Abigail Smith Adams

AbigailSmithAdams

Abigail Smith Adams
Women’s Rights Proponent and First Lady
By Kathleen McFaddenAbigail Smith Adams

Abigail Smith Adams had a front-row seat to the birth of a nation. She already had deep roots in America by the time the colonists began agitating for freedom from English rule in the 1700s. Both her mother’s and her father’s families had lived in the colonies for generations when Abigail was born in 1744.  In keeping with the era’s expectations for women, Abigail received no formal education, but she did have a lively intellect and read so extensively that she became one of the best-read women of her time. Her intelligence and inquiring mind gave her an understanding of the American desire for political freedom that was relatively uncommon among women of the day.

She was a bit aloof, however, and didn’t make much of an impression on John Adams the first time they met. When they met a second time two years later, however, the two immediately connected and throughout their 54-year marriage, Adams considered Abigail his best friend and closest advisor.
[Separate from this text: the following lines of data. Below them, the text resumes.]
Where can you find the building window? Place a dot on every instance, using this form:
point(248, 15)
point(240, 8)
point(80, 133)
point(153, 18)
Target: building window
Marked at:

Although her husband’s election to the Continental Congress kept them apart a great deal during the Revolutionary War, Abigail wrote to him constantly. She was a gifted letter-writer, even though she was embarrassed by her poor penmanship and spelling, and she is best remembered for the progressive views she espoused in her numerous epistles, not only to her husband but also to family members and friends. Abigail entreated her husband to give women in the new country equal opportunities to be educated and to vote.

The necessity for women to be educated was one of Abigail’s most deeply held beliefs. She felt that education was not only critical for the woman herself, but would also benefit her children, whom she was responsible for teaching in their early years. Through her letters, Abigail was instrumental in beginning the dialog about women’s rights in this country and she is considered one of the country’s first feminists. Her husband became the second president of the United States; her son, John Quincy, the sixth. Abigail was born on November 22, 1744, and died in 1818.